Panorama

Após condenação no TSE, Castro ainda pode disputar eleições? Veja o que acontece agora

Ex-gov do Rio de Janeiro

A condenação do ex-governador do Rio, Cláudio Castro, pelo Tribunal Superior Eleitoral, mudou o cenário político no estado e levantou dúvidas sobre o futuro eleitoral do ex-chefe do Executivo. Mesmo após deixar o cargo antes da conclusão do julgamento, ele foi considerado culpado no caso envolvendo o Ceperj e declarado inelegível.

Apesar da renúncia ter ocorrido na véspera da decisão, especialistas apontam que a saída não teve impacto no andamento do processo. O julgamento seguiu normalmente, e a punição foi mantida, incluindo a perda dos direitos políticos por um período determinado pela legislação.

Inelegibilidade e possibilidade de candidatura

Com base na Lei da Ficha Limpa, Castro fica impedido de disputar eleições até 2030. Ainda assim, ele pode tentar registrar candidatura ao Senado nas eleições deste ano. Nesse caso, o pedido pode ser barrado pela Justiça Eleitoral, mas existe a possibilidade de recorrer e disputar o pleito “sub judice”, ou seja, com a candidatura pendente de decisão final.

Há chance de reverter a decisão?

A defesa ainda pode apresentar recursos no próprio TSE, como embargos de declaração, e também recorrer ao Supremo Tribunal Federal. No entanto, essas medidas não suspendem automaticamente os efeitos da condenação. Para isso, seria necessário obter uma decisão específica que interrompa temporariamente a inelegibilidade.

Quem assume o governo do Rio?

Com a saída de Castro, o comando do estado passa por uma transição. O presidente do Tribunal de Justiça do Rio assumiu interinamente, enquanto a Assembleia Legislativa do Rio de Janeiro será responsável por eleger, de forma indireta, um governador provisório.

A escolha será feita pelos deputados estaduais e deve ocorrer até o fim de abril. O eleito ficará no cargo até o término do mandato atual, sem interferir na eleição regular prevista para outubro.

Por que a eleição será indireta?

Como não houve cassação formal do diploma, apenas a renúncia seguida da condenação, a legislação estadual prevê a realização de eleição indireta. Caso houvesse cassação, o cenário poderia levar a uma eleição direta, com participação popular.
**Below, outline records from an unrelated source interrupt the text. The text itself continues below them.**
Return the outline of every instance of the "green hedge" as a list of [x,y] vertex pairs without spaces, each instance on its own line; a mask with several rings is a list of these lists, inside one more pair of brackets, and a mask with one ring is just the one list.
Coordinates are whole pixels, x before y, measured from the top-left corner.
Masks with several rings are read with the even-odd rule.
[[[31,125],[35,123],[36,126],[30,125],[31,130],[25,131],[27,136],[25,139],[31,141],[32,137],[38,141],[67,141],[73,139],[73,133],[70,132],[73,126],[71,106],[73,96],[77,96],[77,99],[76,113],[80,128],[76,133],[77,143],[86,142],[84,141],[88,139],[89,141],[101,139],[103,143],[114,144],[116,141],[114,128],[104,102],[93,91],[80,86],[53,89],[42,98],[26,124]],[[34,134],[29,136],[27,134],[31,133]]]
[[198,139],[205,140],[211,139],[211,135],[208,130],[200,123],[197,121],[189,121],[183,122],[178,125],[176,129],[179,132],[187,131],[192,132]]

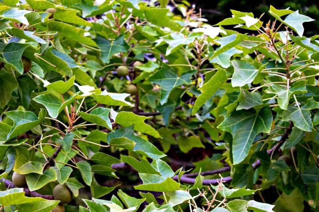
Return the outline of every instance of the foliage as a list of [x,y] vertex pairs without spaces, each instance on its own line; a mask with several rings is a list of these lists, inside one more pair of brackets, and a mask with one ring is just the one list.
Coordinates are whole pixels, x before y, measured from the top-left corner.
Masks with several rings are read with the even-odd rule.
[[0,3],[0,210],[317,209],[314,19],[100,1]]

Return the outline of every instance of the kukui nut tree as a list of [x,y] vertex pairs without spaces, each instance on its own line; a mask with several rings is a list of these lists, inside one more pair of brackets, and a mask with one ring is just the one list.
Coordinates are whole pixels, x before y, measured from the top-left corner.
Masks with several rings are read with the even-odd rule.
[[3,2],[0,211],[317,210],[311,18]]

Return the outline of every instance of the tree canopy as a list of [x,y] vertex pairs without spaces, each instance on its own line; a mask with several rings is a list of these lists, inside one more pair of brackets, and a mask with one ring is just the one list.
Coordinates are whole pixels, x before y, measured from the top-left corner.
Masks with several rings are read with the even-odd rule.
[[315,20],[231,11],[3,0],[0,211],[316,211]]

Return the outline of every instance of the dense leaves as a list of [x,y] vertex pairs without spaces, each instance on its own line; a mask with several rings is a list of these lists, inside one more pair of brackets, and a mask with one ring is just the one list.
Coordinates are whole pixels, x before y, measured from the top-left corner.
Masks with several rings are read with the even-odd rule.
[[0,3],[0,211],[317,210],[314,19],[25,1]]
Situação de outros envolvidos

Além de Castro, outras figuras ligadas ao caso também foram atingidas. O presidente afastado da Alerj, Rodrigo Bacellar, teve o mandato cassado. Já o ex-vice-governador Thiago Pampolha, que deixou o cargo anteriormente, foi punido com multa.

O que acontece se ele for eleito?

Mesmo que consiga disputar e receba votos suficientes, Castro não poderá assumir o cargo caso a inelegibilidade seja mantida. Nessa situação, os votos são anulados e uma nova eleição pode ser convocada, conforme as regras do sistema majoritário.

O caso segue em aberto no campo jurídico e pode ter novos desdobramentos nos próximos meses, especialmente com a apresentação de recursos nas instâncias superiores.